We had an 'expose' on the T.V. in the U.K. a couple of years ago. Hidden camera, violent chefs and humiliated commis etc. The ripples went on for months. The 'culprits', I notice, are still in business.
This year I read in a 'Mans' magazine that one chef/owner in a famous London restaurant regularly had customers asking to be shown into the kitchen so that he would swear at them. They then left happy.
I think anyone who uses violence against his staff is a ****wit and anyone who puts up with it or supports it is a half***wit!


----------



## theloggg (Sep 28, 1999)

I heard on the radio last night that Fox (I think) is airing a show called either "When Chefs Attack" or something about "Worst Restaurants....". It's one of those hidden camera/reality shows. I wasn't able to catch much detail (as you can tell). 

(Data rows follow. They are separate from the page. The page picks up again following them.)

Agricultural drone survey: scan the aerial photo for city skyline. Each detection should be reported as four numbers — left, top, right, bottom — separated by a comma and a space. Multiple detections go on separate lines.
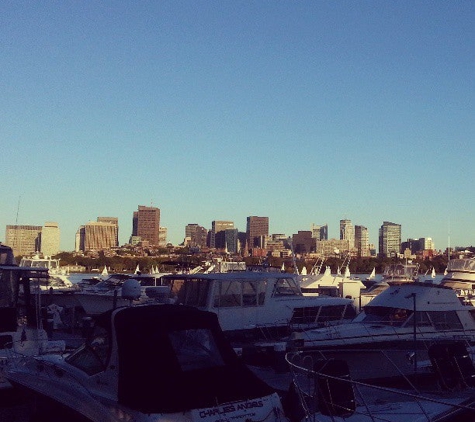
3, 211, 446, 254
0, 0, 475, 250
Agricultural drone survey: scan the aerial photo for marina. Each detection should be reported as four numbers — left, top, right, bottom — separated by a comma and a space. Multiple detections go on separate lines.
0, 246, 475, 422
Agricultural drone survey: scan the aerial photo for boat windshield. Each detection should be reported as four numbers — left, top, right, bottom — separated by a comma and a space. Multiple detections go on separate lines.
361, 306, 412, 327
272, 277, 302, 297
447, 259, 475, 272
168, 328, 224, 371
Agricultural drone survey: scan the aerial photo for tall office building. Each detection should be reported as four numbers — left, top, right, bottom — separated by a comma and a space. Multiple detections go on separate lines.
355, 225, 371, 257
185, 223, 208, 248
292, 230, 317, 254
5, 225, 41, 256
97, 217, 119, 247
224, 229, 238, 253
246, 216, 269, 249
209, 220, 234, 249
312, 224, 328, 241
379, 221, 401, 257
340, 220, 355, 249
74, 226, 86, 252
81, 221, 117, 251
158, 226, 168, 248
40, 221, 61, 256
132, 205, 160, 246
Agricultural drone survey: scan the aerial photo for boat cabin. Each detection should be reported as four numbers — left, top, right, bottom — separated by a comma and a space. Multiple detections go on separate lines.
162, 272, 356, 337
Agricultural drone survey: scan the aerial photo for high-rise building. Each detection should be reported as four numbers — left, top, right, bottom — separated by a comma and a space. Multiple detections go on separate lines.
379, 221, 401, 257
246, 216, 269, 249
185, 223, 208, 248
340, 220, 355, 249
158, 226, 168, 248
292, 230, 317, 254
83, 221, 117, 251
97, 217, 119, 247
40, 221, 61, 256
5, 225, 42, 256
224, 229, 238, 253
74, 226, 86, 252
209, 220, 234, 249
355, 225, 371, 257
312, 224, 328, 240
132, 205, 160, 246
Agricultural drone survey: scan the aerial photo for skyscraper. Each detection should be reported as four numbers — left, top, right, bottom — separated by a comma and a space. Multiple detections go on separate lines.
379, 221, 401, 257
246, 216, 269, 249
40, 221, 60, 256
185, 223, 208, 248
81, 221, 117, 251
5, 225, 41, 256
210, 220, 234, 249
97, 217, 119, 247
132, 205, 160, 246
355, 225, 370, 257
340, 220, 355, 250
312, 224, 328, 241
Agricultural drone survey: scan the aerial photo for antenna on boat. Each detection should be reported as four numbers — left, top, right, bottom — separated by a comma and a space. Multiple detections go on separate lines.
15, 195, 21, 225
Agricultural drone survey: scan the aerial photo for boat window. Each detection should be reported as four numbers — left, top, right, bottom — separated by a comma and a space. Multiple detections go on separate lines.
412, 311, 432, 327
169, 328, 224, 371
290, 306, 320, 324
242, 281, 259, 306
343, 305, 356, 319
169, 278, 210, 307
272, 278, 302, 297
362, 306, 397, 325
429, 311, 463, 330
214, 280, 242, 308
66, 326, 110, 375
317, 305, 346, 324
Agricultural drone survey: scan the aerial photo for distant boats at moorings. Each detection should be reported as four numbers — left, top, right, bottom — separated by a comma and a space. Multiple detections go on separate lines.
162, 271, 356, 339
292, 283, 475, 349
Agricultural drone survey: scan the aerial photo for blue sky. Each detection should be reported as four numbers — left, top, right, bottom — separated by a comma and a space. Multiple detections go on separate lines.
0, 0, 475, 250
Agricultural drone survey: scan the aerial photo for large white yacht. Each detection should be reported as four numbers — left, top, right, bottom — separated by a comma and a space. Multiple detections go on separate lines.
292, 283, 475, 349
74, 273, 169, 315
440, 258, 475, 291
162, 271, 356, 344
5, 305, 286, 422
382, 263, 419, 285
20, 254, 77, 291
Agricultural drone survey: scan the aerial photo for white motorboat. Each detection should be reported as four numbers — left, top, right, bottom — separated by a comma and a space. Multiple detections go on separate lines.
292, 283, 475, 349
0, 244, 65, 389
286, 343, 475, 422
162, 271, 356, 339
5, 305, 286, 422
440, 258, 475, 293
382, 263, 419, 285
298, 256, 387, 312
20, 255, 77, 291
74, 273, 169, 315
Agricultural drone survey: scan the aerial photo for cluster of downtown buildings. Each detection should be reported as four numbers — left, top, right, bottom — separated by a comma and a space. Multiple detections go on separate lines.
5, 205, 435, 258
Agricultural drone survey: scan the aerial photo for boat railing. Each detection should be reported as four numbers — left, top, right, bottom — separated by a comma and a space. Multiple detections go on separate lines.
7, 352, 97, 395
286, 350, 475, 422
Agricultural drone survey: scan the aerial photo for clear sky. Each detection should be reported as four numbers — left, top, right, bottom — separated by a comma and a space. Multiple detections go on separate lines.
0, 0, 475, 250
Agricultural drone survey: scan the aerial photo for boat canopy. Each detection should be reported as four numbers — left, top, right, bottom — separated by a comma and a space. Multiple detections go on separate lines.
71, 305, 272, 413
447, 259, 475, 272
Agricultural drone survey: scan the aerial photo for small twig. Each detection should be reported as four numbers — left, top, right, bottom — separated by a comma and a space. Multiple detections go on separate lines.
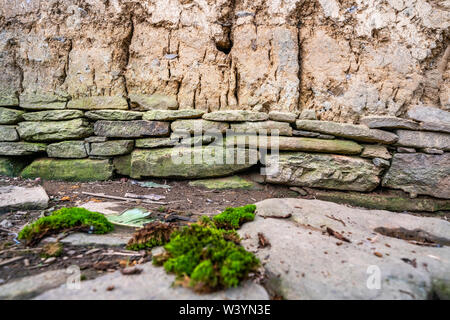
82, 191, 168, 204
0, 256, 25, 267
102, 252, 143, 257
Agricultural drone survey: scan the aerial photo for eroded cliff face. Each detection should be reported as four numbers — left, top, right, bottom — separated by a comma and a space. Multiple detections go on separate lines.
0, 0, 450, 122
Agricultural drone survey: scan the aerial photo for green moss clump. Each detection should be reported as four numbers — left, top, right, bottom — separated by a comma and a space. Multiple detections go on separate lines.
154, 224, 259, 292
213, 204, 256, 230
18, 208, 114, 245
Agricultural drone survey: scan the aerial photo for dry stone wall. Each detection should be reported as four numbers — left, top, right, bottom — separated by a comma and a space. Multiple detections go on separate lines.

Wondering if anyone else has heard anything?


----------



## theloggg (Sep 28, 1999)

That was a waste of 35 minutes (didn't make it through the entire show). I was expecting tantrums and funny kitchen things, not puking and spitting.

The most frustrating thing was the show referring to these people as Chefs.


----------



## live_to_cook (Aug 23, 2000)

Labeling that low-rent surveillance camera nonsense as anything to do with chefs was malarkey, of course. But what do you expect from Fox?


----------